Plaintiff further testified that an examination was made of his car at the Woods Garage and discovered that the back seat was out and the tools in the trunk were gone; that damage was done to the chrome dashboard and it was necessary to wire around the switch to get the car started. That after getting the motor started it ran rough; that he took the car home and let it sit over night. The next day he drained the oil from the crankcase and observed that about a half pint of water came out ahead of the oil. That after putting in fresh oil the motor ran rough and didn’t have any power. There was no direct evidence introduced or proof offered by plaintiff as to the amount of the damage to the automobile in terms of money. On the basis of this evidence the plaintiff rested and the court thereafter directed a verdict for defendant. The defendant has not filed a brief in this court.

It appears that plaintiff’s contention that the trial court erred in directing a verdict for the defendant is well taken and it is concluded that plaintiff did make a sub-missible case of conversion by the defendant of plaintiff’s automobile.

Plaintiff, to make a submissible case for conversion, was required to present evidence (1) of his possession or right to possession at the time of the alleged conversion or an ownership which carries with it the right to immediate possession. Brede Decorating, Inc. v. Jefferson Bank and Trust Co., Mo, 345 S.W.2d 156, 164; (2) of the taking of the property of plaintiff against his will and in open defiance of plaintiff’s ownership and right of .possession. Detmer v. Miller, Mo.App, 220 S.W. 2d 739, 745; Davis v. Nash Central Motors, Mo.App, 332 S.W.2d 475, 480, and (3) damages resulting from the act or acts of conversion.
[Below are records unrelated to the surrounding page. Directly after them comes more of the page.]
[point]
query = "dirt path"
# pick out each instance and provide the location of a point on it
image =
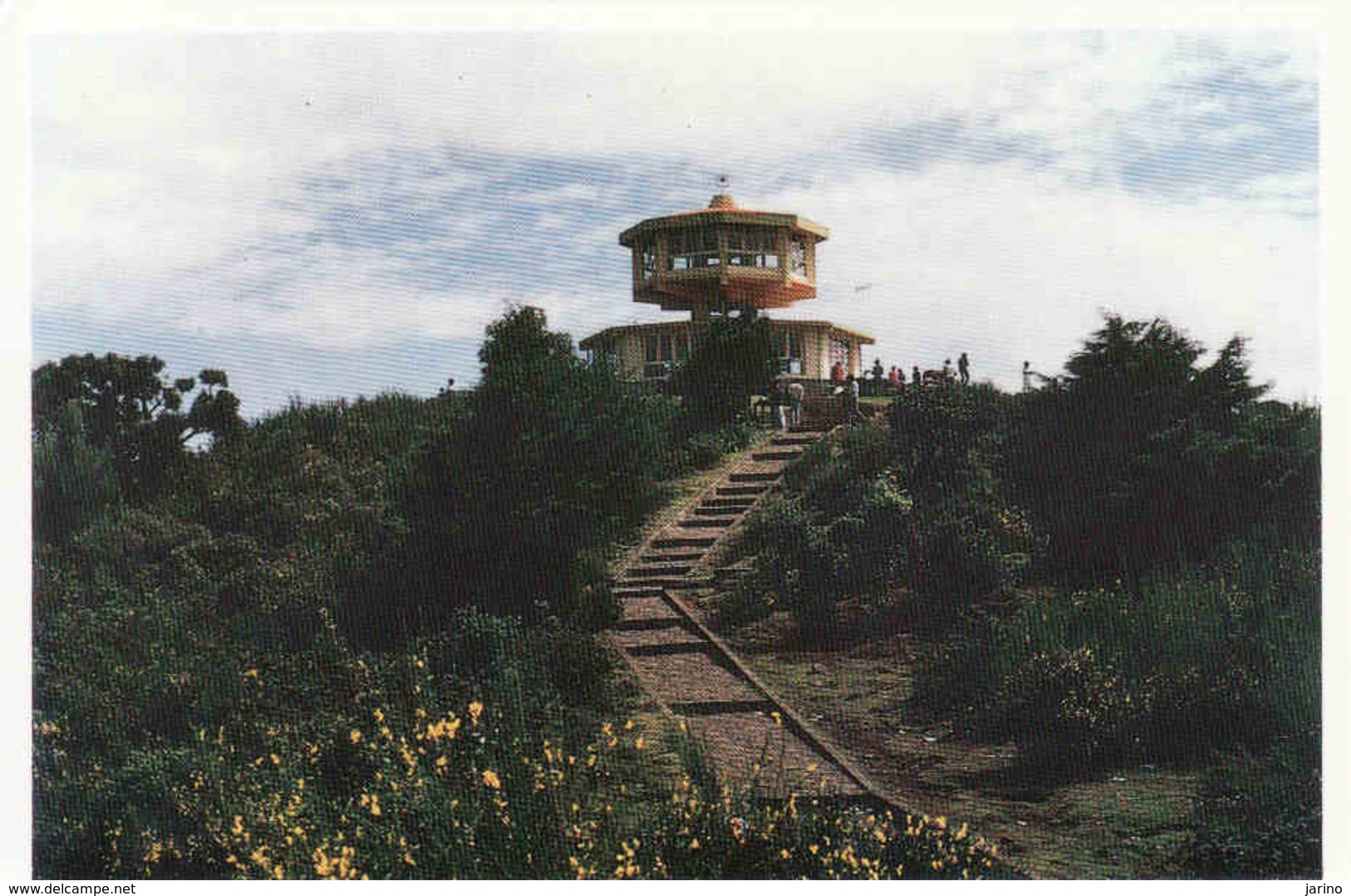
(1117, 824)
(749, 734)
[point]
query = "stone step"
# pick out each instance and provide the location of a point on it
(659, 570)
(742, 490)
(629, 591)
(746, 500)
(711, 522)
(676, 638)
(750, 746)
(692, 677)
(670, 647)
(673, 557)
(663, 583)
(720, 707)
(684, 541)
(719, 511)
(774, 455)
(648, 613)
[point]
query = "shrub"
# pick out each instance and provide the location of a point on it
(1191, 661)
(1260, 814)
(706, 448)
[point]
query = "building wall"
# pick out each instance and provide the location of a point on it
(816, 349)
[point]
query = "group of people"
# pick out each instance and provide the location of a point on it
(786, 395)
(880, 379)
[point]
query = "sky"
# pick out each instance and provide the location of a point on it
(333, 198)
(334, 214)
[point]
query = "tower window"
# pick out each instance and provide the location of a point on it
(648, 261)
(791, 352)
(689, 249)
(752, 248)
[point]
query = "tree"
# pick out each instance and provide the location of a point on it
(127, 410)
(71, 481)
(1139, 455)
(505, 505)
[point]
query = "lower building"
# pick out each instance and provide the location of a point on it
(806, 349)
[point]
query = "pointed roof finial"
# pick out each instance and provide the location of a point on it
(723, 199)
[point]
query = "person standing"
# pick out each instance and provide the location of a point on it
(850, 399)
(796, 392)
(782, 401)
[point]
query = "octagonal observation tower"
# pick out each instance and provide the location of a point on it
(724, 259)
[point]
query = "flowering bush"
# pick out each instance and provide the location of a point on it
(434, 790)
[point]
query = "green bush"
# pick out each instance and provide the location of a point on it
(1191, 661)
(1260, 814)
(706, 448)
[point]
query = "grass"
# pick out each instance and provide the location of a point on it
(1122, 824)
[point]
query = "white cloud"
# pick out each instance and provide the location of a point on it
(164, 164)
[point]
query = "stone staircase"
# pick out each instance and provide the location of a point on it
(747, 733)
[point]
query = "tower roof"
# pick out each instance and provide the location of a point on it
(723, 209)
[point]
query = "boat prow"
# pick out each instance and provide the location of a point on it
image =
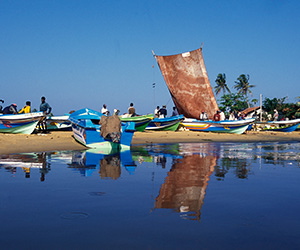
(19, 123)
(87, 130)
(226, 126)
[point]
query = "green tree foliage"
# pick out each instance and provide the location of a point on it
(243, 86)
(221, 84)
(286, 110)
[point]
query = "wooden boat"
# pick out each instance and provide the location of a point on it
(226, 126)
(165, 124)
(58, 123)
(281, 126)
(141, 121)
(19, 123)
(86, 129)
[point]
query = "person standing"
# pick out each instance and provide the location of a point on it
(217, 116)
(222, 116)
(11, 109)
(156, 115)
(46, 109)
(276, 115)
(131, 110)
(203, 116)
(26, 109)
(104, 110)
(175, 112)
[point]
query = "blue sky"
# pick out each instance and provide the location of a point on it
(85, 53)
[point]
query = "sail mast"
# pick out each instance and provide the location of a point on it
(187, 80)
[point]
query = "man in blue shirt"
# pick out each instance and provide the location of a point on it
(44, 107)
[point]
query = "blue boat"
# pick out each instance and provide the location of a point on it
(282, 126)
(19, 123)
(165, 124)
(107, 164)
(87, 130)
(226, 126)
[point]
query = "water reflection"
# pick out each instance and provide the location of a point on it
(185, 186)
(25, 163)
(189, 167)
(108, 166)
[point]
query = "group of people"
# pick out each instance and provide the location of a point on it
(162, 112)
(158, 112)
(44, 107)
(220, 116)
(131, 110)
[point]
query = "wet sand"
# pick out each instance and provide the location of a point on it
(58, 141)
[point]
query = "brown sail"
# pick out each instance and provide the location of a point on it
(188, 83)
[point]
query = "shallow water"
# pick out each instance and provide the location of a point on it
(172, 196)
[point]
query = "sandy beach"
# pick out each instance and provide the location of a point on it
(63, 140)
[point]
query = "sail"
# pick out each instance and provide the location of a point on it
(188, 83)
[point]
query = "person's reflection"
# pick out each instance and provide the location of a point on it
(110, 167)
(184, 187)
(26, 171)
(160, 160)
(42, 158)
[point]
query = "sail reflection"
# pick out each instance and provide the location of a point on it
(26, 162)
(185, 186)
(107, 165)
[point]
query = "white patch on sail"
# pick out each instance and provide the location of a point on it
(186, 54)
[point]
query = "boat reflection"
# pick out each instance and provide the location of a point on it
(185, 186)
(26, 162)
(107, 165)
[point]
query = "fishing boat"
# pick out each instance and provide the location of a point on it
(19, 123)
(281, 126)
(141, 121)
(58, 123)
(165, 124)
(88, 131)
(226, 126)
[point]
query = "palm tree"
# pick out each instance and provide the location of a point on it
(243, 86)
(221, 84)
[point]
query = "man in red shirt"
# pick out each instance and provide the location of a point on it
(217, 116)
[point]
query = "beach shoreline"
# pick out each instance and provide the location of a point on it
(64, 140)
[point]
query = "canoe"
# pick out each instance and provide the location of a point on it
(86, 130)
(141, 121)
(165, 124)
(281, 126)
(19, 123)
(58, 123)
(226, 126)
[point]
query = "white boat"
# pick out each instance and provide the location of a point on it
(58, 123)
(19, 123)
(281, 126)
(226, 126)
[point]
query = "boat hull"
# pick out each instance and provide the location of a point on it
(141, 122)
(59, 123)
(232, 127)
(282, 126)
(20, 123)
(86, 130)
(165, 124)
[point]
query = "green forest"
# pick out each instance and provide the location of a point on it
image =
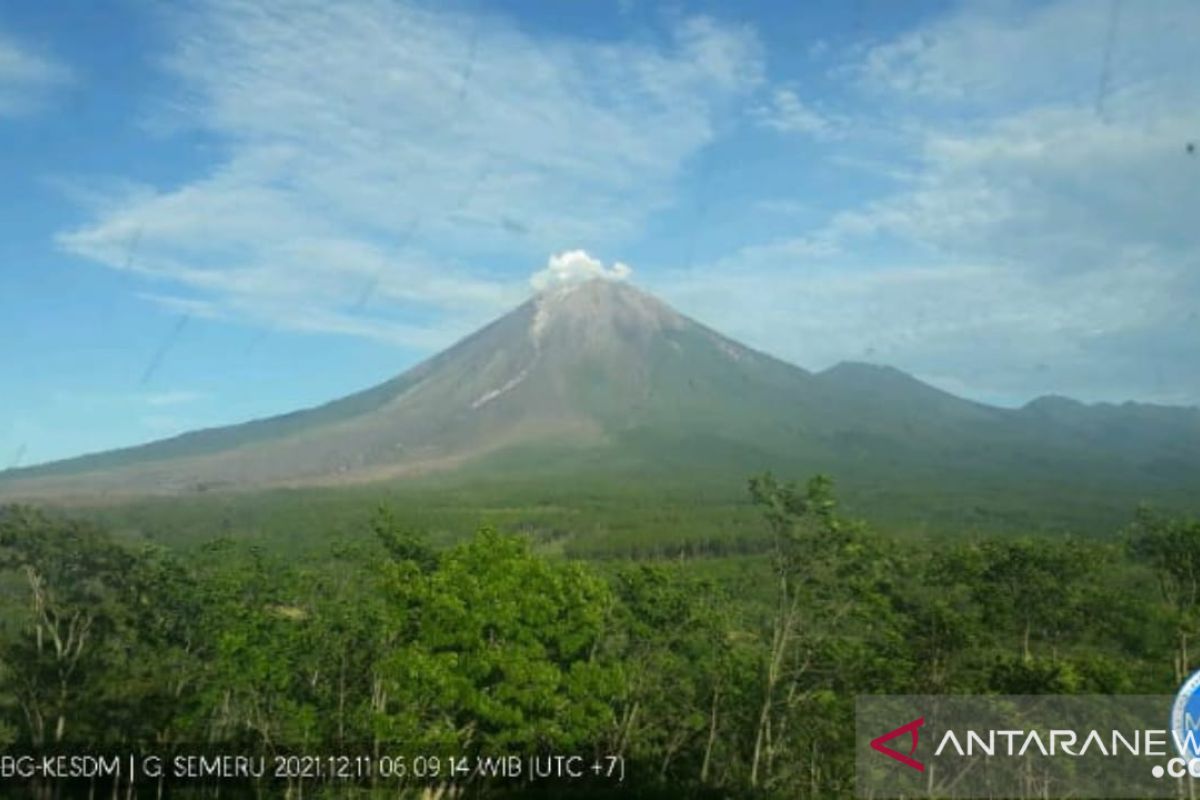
(726, 673)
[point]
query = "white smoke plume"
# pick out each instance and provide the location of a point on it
(575, 266)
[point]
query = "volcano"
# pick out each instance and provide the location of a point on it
(603, 378)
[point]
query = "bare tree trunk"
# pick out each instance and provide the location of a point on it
(712, 737)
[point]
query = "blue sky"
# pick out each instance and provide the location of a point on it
(213, 211)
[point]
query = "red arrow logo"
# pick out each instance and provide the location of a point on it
(907, 761)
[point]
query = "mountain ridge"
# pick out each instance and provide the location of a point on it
(606, 371)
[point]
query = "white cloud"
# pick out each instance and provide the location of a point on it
(381, 156)
(27, 77)
(786, 113)
(576, 266)
(1038, 240)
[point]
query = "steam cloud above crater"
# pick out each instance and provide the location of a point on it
(575, 266)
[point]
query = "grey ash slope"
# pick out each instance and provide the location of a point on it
(605, 378)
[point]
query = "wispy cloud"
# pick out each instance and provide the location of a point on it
(27, 77)
(786, 113)
(383, 151)
(175, 397)
(1033, 242)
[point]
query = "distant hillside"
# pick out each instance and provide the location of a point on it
(604, 379)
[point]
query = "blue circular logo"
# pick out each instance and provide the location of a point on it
(1186, 717)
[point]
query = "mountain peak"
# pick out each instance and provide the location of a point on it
(599, 310)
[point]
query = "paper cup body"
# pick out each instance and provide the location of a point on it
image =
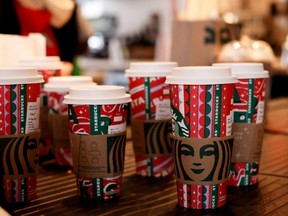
(57, 88)
(248, 107)
(102, 112)
(201, 110)
(47, 66)
(150, 101)
(19, 108)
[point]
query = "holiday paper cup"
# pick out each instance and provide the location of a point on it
(151, 120)
(201, 104)
(47, 66)
(248, 117)
(97, 123)
(57, 88)
(19, 133)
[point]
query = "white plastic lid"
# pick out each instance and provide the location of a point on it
(200, 75)
(63, 83)
(19, 75)
(97, 95)
(245, 70)
(41, 62)
(150, 69)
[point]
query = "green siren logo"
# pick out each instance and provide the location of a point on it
(179, 127)
(199, 161)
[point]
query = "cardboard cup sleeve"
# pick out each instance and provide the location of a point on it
(248, 142)
(98, 156)
(151, 137)
(59, 125)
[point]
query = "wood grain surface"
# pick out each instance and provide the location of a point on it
(57, 195)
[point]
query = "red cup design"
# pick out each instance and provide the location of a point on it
(19, 115)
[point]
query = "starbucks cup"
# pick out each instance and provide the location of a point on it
(48, 66)
(19, 133)
(97, 123)
(248, 117)
(57, 88)
(201, 104)
(151, 119)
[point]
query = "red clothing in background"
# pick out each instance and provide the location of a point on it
(37, 21)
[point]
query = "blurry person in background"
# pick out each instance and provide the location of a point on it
(57, 20)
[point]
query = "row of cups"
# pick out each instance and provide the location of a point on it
(183, 121)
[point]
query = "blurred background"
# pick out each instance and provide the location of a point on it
(110, 34)
(176, 30)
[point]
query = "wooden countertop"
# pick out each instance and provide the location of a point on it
(141, 196)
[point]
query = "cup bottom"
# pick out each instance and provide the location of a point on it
(18, 190)
(243, 174)
(202, 196)
(63, 156)
(99, 188)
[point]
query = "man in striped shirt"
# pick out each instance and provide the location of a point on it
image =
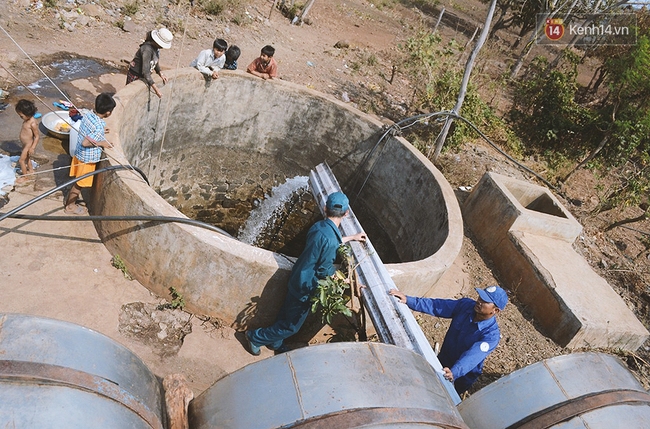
(90, 144)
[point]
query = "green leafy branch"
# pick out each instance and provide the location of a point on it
(333, 293)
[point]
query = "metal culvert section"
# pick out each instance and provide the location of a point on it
(336, 385)
(576, 391)
(216, 148)
(55, 374)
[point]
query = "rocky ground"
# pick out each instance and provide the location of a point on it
(359, 71)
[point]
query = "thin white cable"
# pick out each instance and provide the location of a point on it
(36, 65)
(171, 92)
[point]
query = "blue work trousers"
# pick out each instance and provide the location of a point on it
(290, 319)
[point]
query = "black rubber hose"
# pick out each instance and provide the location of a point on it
(134, 218)
(68, 183)
(12, 213)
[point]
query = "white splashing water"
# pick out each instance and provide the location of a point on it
(265, 215)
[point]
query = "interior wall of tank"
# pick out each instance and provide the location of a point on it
(231, 139)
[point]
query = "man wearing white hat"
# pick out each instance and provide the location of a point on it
(472, 335)
(145, 61)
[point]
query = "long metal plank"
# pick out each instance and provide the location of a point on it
(393, 321)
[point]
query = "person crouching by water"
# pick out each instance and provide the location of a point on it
(145, 61)
(315, 262)
(472, 335)
(90, 144)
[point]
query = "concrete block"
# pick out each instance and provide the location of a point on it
(528, 235)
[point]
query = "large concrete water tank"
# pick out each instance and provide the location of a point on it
(337, 385)
(576, 391)
(55, 374)
(213, 149)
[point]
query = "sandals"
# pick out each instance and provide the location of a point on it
(77, 210)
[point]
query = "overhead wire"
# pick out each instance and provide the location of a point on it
(171, 93)
(36, 65)
(126, 165)
(398, 127)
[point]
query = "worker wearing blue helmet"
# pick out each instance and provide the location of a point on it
(472, 335)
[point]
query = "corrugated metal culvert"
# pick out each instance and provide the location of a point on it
(576, 391)
(338, 385)
(55, 374)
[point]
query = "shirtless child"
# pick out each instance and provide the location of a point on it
(29, 136)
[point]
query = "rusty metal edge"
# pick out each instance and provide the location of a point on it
(349, 419)
(42, 373)
(570, 408)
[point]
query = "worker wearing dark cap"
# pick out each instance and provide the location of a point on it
(472, 335)
(316, 262)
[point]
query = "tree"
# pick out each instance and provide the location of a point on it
(440, 141)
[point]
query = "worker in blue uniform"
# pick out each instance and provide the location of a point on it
(472, 335)
(316, 262)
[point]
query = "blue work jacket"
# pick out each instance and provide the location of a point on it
(317, 259)
(467, 343)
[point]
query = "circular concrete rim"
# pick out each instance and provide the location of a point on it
(269, 265)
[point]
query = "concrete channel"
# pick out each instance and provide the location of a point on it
(213, 160)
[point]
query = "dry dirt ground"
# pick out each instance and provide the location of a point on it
(306, 55)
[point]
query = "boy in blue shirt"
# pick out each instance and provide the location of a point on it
(472, 335)
(90, 144)
(210, 61)
(232, 54)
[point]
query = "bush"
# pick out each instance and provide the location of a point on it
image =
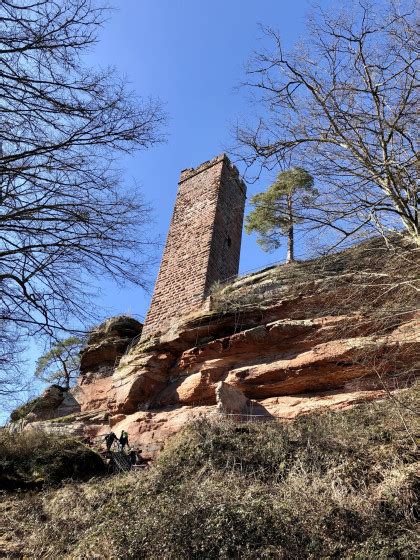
(32, 458)
(333, 485)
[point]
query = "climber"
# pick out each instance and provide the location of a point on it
(134, 456)
(123, 440)
(109, 440)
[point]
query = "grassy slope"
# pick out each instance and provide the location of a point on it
(336, 485)
(33, 459)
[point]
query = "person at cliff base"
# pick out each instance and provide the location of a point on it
(109, 440)
(123, 440)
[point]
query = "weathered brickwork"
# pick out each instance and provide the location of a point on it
(203, 244)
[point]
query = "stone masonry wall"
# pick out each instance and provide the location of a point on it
(203, 243)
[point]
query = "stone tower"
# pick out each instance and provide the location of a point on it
(203, 243)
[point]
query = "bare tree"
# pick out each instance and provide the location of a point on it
(65, 215)
(343, 104)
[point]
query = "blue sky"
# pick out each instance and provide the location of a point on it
(191, 54)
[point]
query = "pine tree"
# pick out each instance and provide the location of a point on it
(278, 209)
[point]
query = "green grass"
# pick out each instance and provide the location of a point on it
(340, 485)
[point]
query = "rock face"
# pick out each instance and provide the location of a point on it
(229, 400)
(285, 341)
(105, 348)
(54, 402)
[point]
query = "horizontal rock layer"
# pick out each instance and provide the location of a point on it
(285, 341)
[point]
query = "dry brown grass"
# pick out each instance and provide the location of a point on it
(335, 485)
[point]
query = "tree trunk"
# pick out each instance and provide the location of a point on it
(290, 234)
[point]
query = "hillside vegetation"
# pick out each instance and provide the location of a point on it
(335, 485)
(33, 459)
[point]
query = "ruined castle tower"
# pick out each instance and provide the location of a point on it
(203, 243)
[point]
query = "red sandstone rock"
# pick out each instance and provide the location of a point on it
(288, 355)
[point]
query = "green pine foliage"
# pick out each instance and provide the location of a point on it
(277, 210)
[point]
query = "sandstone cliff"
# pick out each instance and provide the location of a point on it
(290, 339)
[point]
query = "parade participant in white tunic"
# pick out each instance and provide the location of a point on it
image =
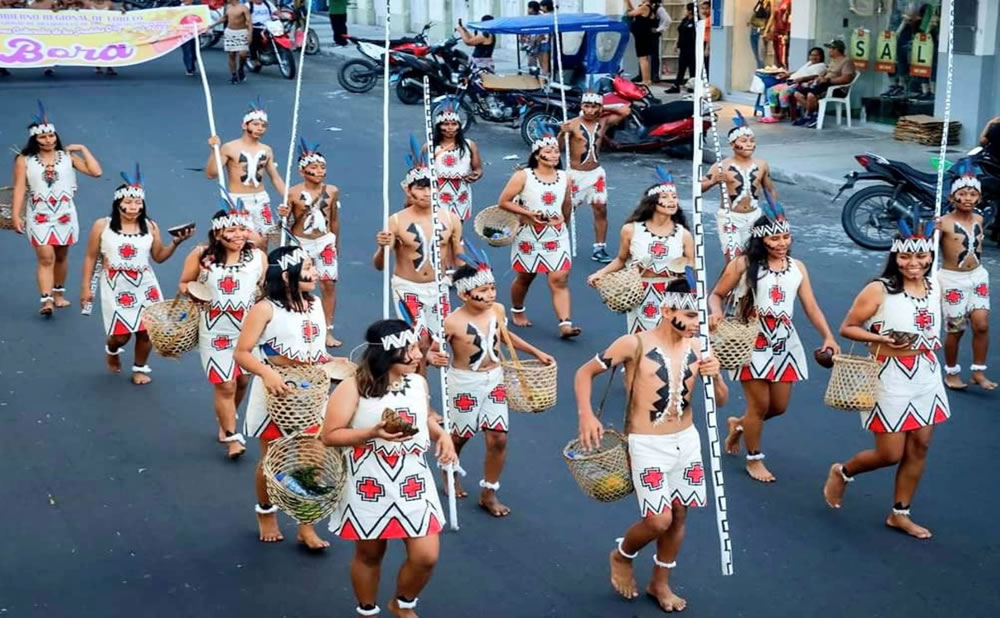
(246, 159)
(390, 491)
(315, 223)
(285, 329)
(127, 242)
(662, 366)
(456, 162)
(899, 316)
(477, 394)
(767, 281)
(231, 268)
(539, 195)
(742, 176)
(43, 206)
(654, 236)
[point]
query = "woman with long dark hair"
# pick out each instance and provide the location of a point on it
(43, 207)
(231, 268)
(540, 196)
(653, 237)
(456, 163)
(390, 491)
(767, 281)
(899, 316)
(127, 242)
(286, 328)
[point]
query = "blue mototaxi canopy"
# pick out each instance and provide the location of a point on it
(540, 24)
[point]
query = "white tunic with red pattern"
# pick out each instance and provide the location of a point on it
(777, 354)
(451, 167)
(50, 217)
(910, 392)
(390, 491)
(128, 283)
(234, 290)
(542, 248)
(653, 252)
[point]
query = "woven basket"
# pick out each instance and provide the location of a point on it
(732, 342)
(304, 454)
(621, 290)
(502, 223)
(305, 406)
(531, 385)
(603, 474)
(853, 383)
(172, 326)
(6, 208)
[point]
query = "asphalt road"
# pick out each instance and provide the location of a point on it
(116, 500)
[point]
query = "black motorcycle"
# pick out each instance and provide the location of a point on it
(870, 217)
(443, 65)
With respect to damages it should be noted that “* * * [ajlthough no actual loss is shown, if there has been a technical conversion the defendant is liable for at least nominal damages.” Schulte v. Florian, Mo.App., 370 S.W.2d 623, 626, and authorities therein cited.

The plaintiff in this case presented substantial evidence that he owned the 1951 Ford sedan and was actually in physical possession of it on March 18, 1961, that on the same date defendant did in a threatening manner forbid plaintiff to move his car from where it was parked by the Bequette trailer and shortly thereafter plaintiff’s car was observed parked inside of defendant’s garage some 100 yards from where plaintiff left it. Such acts were in opposition to the rights of plaintiff and constituted an actual conversion of plaintiff’s property. Schulte v. Florian, supra; Proctor v. Home Trust Co, 221 Mo.App. 577, 284 S.W. 156, 159. It should be noted that the plaintiff recovered his automobile approximately three weeks after defendant *258assumed possession. However, the fact that defendant did not permanently deprive plaintiff of his property is not required to make out a technical case of conversion. The recovery of the property could operate only in mitigation of damages and not as a bar to the action. Schulte v. Florian, supra, and authorities therein cited.

With respect to the element of damages, plaintiff offered evidence that the back seat of the car had been torn out, that the chrome on the dashboard had been cut, that the starter switch would not work, that the crankcase had water in it and the motor did not have any power. There was no proof of physical damage to the car in terms of money. However, even though no actual monetary loss for physical damage to the car was shown in evidence, the fact that there had been a conversion entitled the plaintiff to at least nominal damages. Schulte v. Florian, supra. It is therefore concluded that plaintiff made a prima facie case and was entitled to have the same submitted to the jury.

Plaintiff appears to contend that because defendant did not introduce any evidence in support of his counterclaim at the time of the trial that his subsequent voluntary dismissal thereof operated as a' dismissal with prejudice. Plaintiff argues that as defendant failed to assert his counterclaim at the time of the trial he waived any right to later voluntarily dismiss the counterclaim without prejudice and thus have the opportunity to reassert it at a later time. The transcript shows that at the conclusion of plaintiff’s evidence the court declared a recess, the defendant filed a Motion for Directed Verdict, and the court of its own motion gave Instruction A directing the jury to return a verdict in favor of defendant and against plaintiff. That when court reconvened after a short recess the. court explained to the jury that the plaintiff had failed to make a case at law against defendant and that he was directing a verdict in favor of defendant and against plaintiff and directed a member of the jury as appointed foreman to step up and sign the verdict Thereupon the court announced the day’s trial was concluded. There is nothing in the record as to whether defendant asked to proceed on his counterclaim or whether the parties and the court even considered the question of disposing of the counterclaim at that time. We are unwilling to state on the record of this case that defendant either intentionally or inadvertently failed to assert his counterclaim. A counterclaim may be voluntarily dismissed (Civil Rule 67.04, V.A.M. R.) under the same conditions that a plaintiff may dismiss his action without prejudice (Civil Rule 67.01, V.A.M.R.) and thus a defendant may dismiss his counterclaim without prejudice at any time before the same is finally submitted to the jury. In this case, the counterclaim not having been finally submitted to the jury and there having been no previous dismissals without prejudice, Civil Rules 67.01 and 67.04, V.A.M.R., the defendant properly obtained a voluntary dismissal of his counterclaim without prejudice.

For the reasons set out herein, the judgment of the trial court is reversed and the cause remanded for a new trial.

RUDDY, P. J., and WOLFE, J., concur.